Mary, the survivor, is the one who rejects that world. Everyone can understand that jealousy and competition," Portman says. "The bond is very strong; only your siblings can read you so well and know instinctively how you feel." As for rumors of strife on the set, which ran rampant throughout the channels of gossip since filming began in 2006, costar Eric Bana took the time at the 2008 Berlinale (where The Other Boleyn Girl made its world premiere) to dismiss them as rubbish, a sentiment Portman echoes, "People keep asking if the rivalry was real, but it was the opposite because we just liked each other so much."
There was some degree of initial outcry that the three main characters of the book, all major figures in British history, would be played by non-British actors, Natalie Portman (who plays the doomed Anne) and Scarlett Johansson (playing the lesser-known survivor, Mary) being American, and the film's Henry VIII, Eric Bana, being Australian. When
asked about that controversy in London's Daily Mail, Johansson replied "I'll take away the eyebrows and the make-up and you won't notice I'm American." Portman, Bana, and Johansson all use English accents in their performances in the film.
A great deal of criticism was leveled at Gregory for perceived historical inaccuracies in her novel, though it is rare for that not to be the case in works of historical and speculative fiction.
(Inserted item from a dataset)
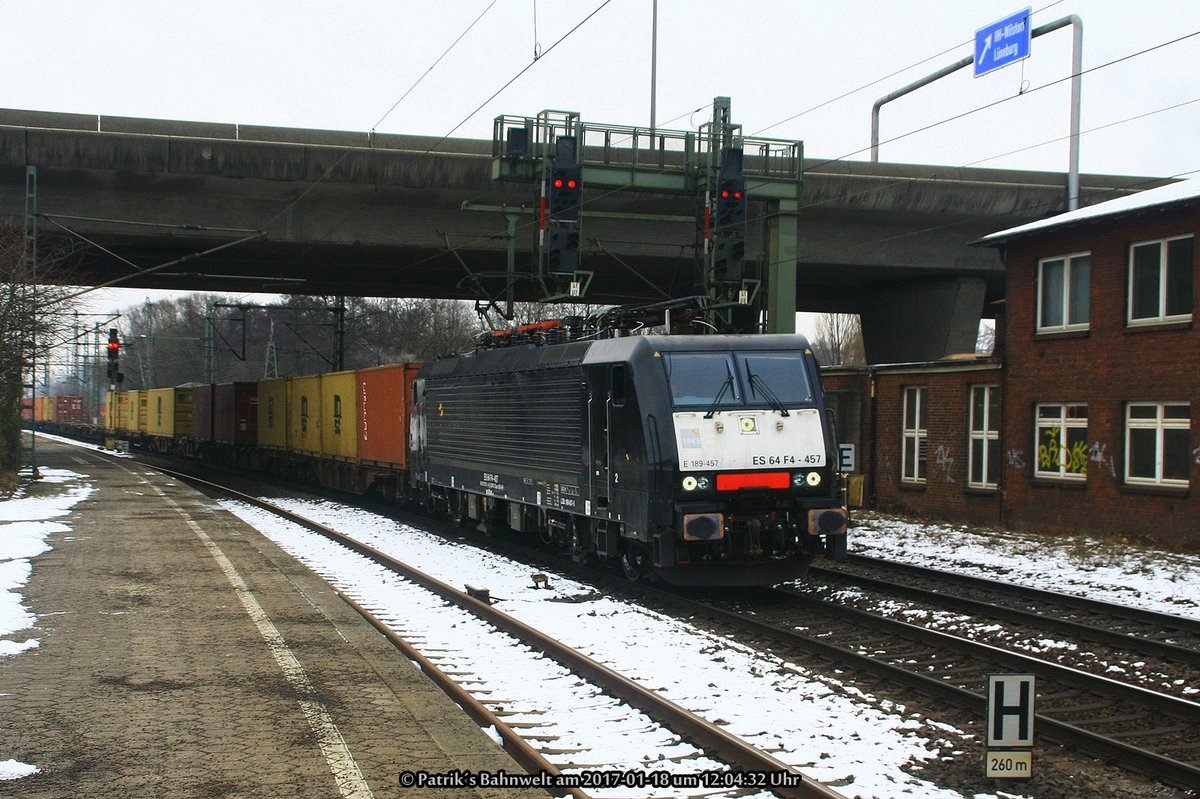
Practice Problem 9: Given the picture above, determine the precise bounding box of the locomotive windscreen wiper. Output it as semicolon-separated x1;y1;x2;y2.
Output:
704;374;729;419
750;372;791;416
The film adaptation's costume designer Sandy Powell, who won the Academy Award in that field for her work on Shakespeare in Love and The Aviator, actually summed up the process of adaptation and its attendant controversies rather well, stating that "You always have to use artistic license; you can never be strictly authentic, and besides, no one knows what authentic is, anyway. I do my research and
then do my own version. I do what is right for the character, or the actor, or the scene, or the film as a whole. We have a story to tell."
Johansson, who became a breakout star in 2003's Lost in Translation opposite Bill Murray, is currently readying her first album (a tribute to avant-cabaret troubadour Tom Waits) and finishing filming on an adaptation of Will Eisner's legendary comic The Spirit for director Frank Miller. She has most recently been linked with her Black Dahlia co-star Josh Hartnett. Natalie Portman has spent her post-Boleyn time
making the film Brothers with Jake Gyllenhaal. Philippa Gregory is preparing to release the sixth novel in her Tudor series later thisyear.
The Other Boleyn Girl opens Friday, February 29, 2008 in theatres everywhere!